新 The Economistを読むブログ

イギリスの週刊誌 The Economistを読んでひとこと

ほころびの見え出す頃

3月28日号の前半のBriefingは、オバマ新政権に目立ち始めた数々の失敗についての分析です。日本のメディアは敢えて痛いところを突っついたりはしないようですが、そのあたりはさすがにThe Economistだけのことはあって、見逃すことなく疑義を呈してくれています。
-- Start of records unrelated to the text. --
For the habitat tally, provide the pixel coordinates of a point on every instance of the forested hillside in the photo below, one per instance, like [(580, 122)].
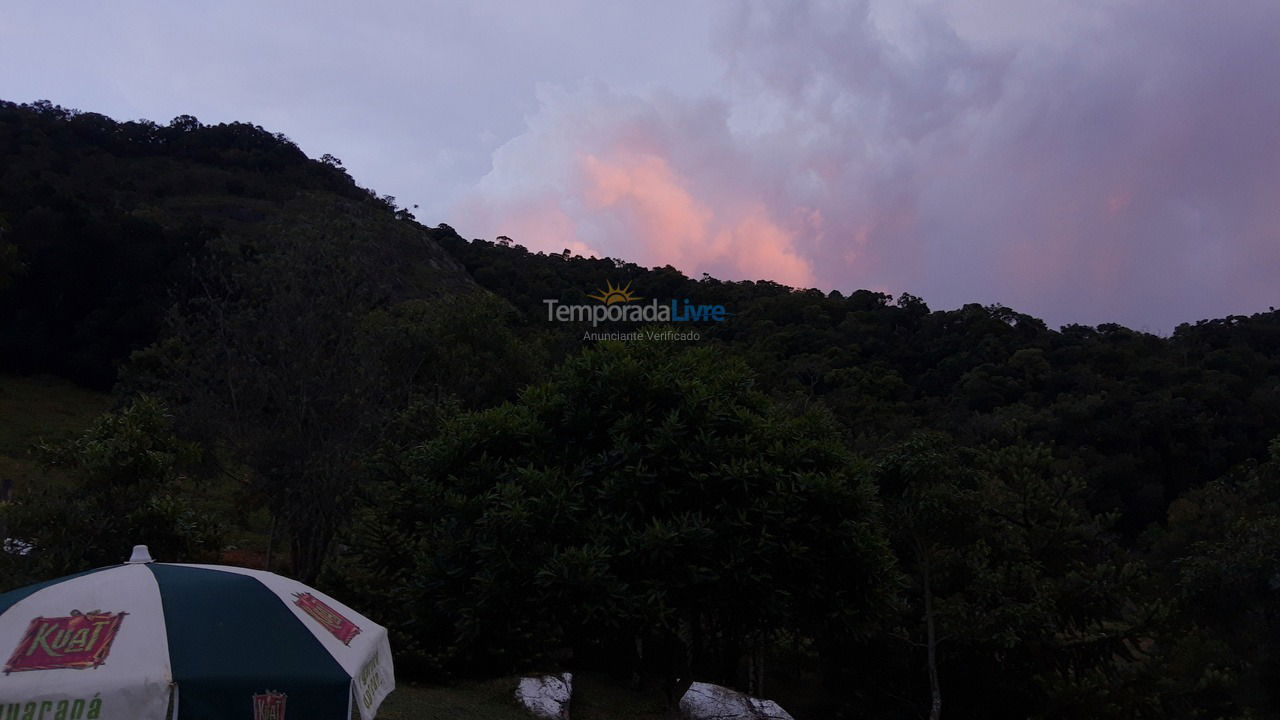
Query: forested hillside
[(855, 504)]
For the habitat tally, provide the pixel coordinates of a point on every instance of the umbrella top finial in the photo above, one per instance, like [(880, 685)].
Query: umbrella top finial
[(141, 555)]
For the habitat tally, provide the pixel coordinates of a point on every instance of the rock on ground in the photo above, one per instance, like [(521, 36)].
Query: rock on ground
[(704, 701), (547, 696)]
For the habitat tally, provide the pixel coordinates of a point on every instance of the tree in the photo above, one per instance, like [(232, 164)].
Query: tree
[(645, 495), (1019, 601)]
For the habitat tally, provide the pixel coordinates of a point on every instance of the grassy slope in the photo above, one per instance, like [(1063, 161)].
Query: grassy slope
[(40, 409), (594, 698)]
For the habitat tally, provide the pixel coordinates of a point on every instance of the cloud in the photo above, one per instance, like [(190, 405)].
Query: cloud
[(1088, 163)]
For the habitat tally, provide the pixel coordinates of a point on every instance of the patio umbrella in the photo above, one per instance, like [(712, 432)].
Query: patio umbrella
[(149, 641)]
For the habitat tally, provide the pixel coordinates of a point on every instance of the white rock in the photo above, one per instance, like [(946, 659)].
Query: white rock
[(547, 696), (704, 701)]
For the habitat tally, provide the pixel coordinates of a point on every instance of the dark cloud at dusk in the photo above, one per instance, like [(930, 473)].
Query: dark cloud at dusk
[(1082, 162)]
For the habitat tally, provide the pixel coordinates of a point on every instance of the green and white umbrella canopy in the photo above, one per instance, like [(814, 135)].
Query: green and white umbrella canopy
[(155, 641)]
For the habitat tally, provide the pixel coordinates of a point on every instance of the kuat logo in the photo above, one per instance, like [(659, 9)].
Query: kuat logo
[(269, 706), (81, 639)]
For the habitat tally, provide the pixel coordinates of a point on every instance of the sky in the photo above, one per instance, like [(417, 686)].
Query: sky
[(1079, 160)]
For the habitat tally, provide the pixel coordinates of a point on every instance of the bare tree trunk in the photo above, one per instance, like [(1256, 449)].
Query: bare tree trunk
[(270, 543), (932, 639)]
まずは政権を担う重要閣僚ポストのいくつかの指名に失敗し、商務長官や保健長官の有力候補を失ったこと。そしてCIAの長官に諜報の経験を持たないレオン・パネッタ氏を起用したこと、G20の場を利用したイギリスのゴードン・ブラウン首相との協力関係構築の機会を失したこと、その他・その他について、オバマ大統領の対応ぶりをincompetent(無能)と大統領候補時代に批判した政策への逃げ込みによって毀損されていると切って捨てています。重要な問題について重箱の隅をつつくような指摘しかしない、問題の先送りは対応の常である。。。

一昨年の秋、アメリカ大統領選挙が本格化するごく初期のころですが、The Economist誌は他のメディアに先駆けてオバマ候補に注目すべき、と看破した経緯があります。それだけに期待感も高いのだとは思いますが、政権発足後100日を過ぎて、そろそろ批判の矛先が先鋭化してくる頃、と言うことかと思います。

で、とても興味深かったのは読者のコメントがかなり先鋭的にThe Economistの記事を批判するものが多かった(それに賛同する意見も多かった)ということですかね。確かに共和党寄りの方と思われる、記事に対する支持もあるのですが、圧倒的にオバマ大統領の現状を支持する、もしくは対応を見守るべき、この記事は最悪、などと言うトーンのものが目立ちました。

9.11のあと、グラウンド・ゼロに貼られたポスターにAmerica never runs!(アメリカは崩れ去らない)という手書きのメッセージがあったことを思い出します。小泉時代の日本とちょっと似てるかも。